1 - "the most authentic and realistic simulation of military aircraft, tanks, ground vehicles and ships possible."
- - - If you have to pay corporate resources to correct and update product you already sold then the product that was previously sold was unfinished product and couldn't have been accurate and authentic. Why would you have to change a COMPLETE, ACCURATE & AUTHENTIC product? What does this say about all of your claims of complete, accurate and authentic other products?
2 -In the past, you bought a sim and it came with ALL of the finished aircraft. In DCS we're forced to pay-per-plane. I had a tough time with this in the beginning but warmed up to it because of the quality of what was being produced for the money I paid.

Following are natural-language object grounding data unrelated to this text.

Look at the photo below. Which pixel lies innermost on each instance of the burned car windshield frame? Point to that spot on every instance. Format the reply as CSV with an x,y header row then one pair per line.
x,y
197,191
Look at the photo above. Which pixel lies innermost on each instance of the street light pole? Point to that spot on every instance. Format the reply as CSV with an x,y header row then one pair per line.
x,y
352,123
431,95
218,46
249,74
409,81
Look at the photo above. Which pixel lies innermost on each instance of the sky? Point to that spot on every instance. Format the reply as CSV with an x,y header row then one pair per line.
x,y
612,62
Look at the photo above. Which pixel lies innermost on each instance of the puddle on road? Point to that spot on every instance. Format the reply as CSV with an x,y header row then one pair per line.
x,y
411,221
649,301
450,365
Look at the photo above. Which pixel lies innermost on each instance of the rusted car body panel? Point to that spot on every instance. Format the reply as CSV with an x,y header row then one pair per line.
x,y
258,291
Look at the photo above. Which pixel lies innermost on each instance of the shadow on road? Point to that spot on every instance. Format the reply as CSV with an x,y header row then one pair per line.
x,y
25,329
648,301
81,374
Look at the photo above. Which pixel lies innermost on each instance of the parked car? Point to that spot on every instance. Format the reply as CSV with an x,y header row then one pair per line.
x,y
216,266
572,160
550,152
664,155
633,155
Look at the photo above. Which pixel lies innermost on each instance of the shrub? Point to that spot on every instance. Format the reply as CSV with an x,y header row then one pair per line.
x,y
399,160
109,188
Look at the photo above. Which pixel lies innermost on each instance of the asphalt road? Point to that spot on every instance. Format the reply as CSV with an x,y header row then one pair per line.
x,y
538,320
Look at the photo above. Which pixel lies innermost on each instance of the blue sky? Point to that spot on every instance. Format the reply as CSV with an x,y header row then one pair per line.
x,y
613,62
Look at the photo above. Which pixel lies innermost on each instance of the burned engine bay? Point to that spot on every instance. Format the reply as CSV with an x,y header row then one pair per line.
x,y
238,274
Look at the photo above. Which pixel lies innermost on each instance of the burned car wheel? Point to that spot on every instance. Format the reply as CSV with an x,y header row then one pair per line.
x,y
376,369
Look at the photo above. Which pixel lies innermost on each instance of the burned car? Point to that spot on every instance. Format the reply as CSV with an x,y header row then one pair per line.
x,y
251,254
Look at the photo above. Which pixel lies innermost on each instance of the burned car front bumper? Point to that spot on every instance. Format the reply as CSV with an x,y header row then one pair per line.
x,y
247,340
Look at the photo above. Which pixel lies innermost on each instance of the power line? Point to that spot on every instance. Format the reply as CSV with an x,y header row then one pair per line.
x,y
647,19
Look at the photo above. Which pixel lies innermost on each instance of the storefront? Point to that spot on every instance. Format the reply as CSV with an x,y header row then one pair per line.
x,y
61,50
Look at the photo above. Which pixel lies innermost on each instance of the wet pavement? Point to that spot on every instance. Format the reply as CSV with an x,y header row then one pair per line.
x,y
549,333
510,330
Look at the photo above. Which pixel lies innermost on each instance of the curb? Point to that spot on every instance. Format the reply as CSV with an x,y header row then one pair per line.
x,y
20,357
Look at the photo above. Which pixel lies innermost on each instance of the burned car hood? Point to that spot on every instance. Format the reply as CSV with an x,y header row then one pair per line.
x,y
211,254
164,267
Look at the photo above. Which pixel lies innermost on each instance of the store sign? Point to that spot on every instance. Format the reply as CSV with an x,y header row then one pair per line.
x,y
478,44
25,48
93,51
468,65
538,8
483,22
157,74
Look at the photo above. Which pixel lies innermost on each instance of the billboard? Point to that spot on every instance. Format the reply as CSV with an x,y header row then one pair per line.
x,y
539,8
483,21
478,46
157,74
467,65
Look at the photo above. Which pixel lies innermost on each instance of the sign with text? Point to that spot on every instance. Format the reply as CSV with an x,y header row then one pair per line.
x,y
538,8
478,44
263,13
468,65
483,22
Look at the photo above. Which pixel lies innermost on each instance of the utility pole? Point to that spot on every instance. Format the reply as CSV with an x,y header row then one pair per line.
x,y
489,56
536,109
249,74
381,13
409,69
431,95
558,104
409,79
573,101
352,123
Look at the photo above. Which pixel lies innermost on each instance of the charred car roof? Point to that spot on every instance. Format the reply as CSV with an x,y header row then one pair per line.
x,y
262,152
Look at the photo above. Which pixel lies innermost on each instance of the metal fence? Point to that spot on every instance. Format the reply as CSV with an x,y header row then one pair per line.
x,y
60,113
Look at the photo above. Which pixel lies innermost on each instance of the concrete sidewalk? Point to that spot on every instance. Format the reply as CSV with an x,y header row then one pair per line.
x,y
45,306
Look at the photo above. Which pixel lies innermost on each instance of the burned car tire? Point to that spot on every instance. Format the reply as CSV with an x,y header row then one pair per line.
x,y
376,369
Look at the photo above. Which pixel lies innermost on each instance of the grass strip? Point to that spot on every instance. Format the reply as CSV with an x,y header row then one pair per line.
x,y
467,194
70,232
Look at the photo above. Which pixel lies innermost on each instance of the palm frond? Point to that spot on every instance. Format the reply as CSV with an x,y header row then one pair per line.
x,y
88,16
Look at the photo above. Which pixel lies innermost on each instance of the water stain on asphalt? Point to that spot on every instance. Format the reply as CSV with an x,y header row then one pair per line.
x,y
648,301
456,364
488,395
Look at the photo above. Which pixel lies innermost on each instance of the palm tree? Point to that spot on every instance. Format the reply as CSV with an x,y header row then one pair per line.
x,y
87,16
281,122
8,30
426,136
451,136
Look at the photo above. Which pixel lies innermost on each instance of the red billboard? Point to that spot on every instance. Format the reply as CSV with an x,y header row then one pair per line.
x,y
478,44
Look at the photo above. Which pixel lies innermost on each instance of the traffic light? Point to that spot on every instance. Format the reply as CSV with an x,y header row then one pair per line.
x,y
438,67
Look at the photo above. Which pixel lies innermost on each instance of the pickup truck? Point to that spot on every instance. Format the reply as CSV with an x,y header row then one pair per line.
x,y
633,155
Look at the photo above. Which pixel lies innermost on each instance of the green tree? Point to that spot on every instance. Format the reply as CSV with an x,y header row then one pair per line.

The question of pay-to-update is a serious one. What are the boundaries for Pay-for-update? Where does it end? If your starting Pay-for-update then the natural progression is the selling of empty planes with bad graphics. Then users pay for missile systems, cockpit systems, improved graphic, etc all in the effort to achieve "the most authentic and realistic simulation of military aircraft, tanks, ground vehicles and ships possible." You're charging to update a previously incomplete product. What does this suggest about the kinds of decisions DCS is willing to make for increased profits.
You talk about the monies that need to be paid to create these updates. Those monies were paid. THAT is the ethical contract you made with your community when you took their money for digital aircraft. That they were paying for complete, accurate and authentic aircraft. Now your asking them to pay for exactly the same thing, a complete, accurate and authentic aircraft for the one they paid for and never got the last time.
DCS has spent years building a community of dedicated players and its those dedicated players who have kept it alive. The software itself is actually very boring. There's a very limited collection of maps and play with the automated mission generators gets stale quickly. In fact, for the first two years of ownership I had been avoiding online play and couldn't figure out where people where finding all of the missions and features they were showing on the internet. Its the player community who make the mission maps, host the multiplayer servers and run the squadrons that make the game great and interesting and form the bonds that keeps people coming back. They don't get paid and will quickly tire of your bills.
Be very careful how you abuse that which you have worked so hard to build. It won't go unnoticed despite the spin and every player you loose is another brick from your foundation. You don't have to loose them all for it to crumble.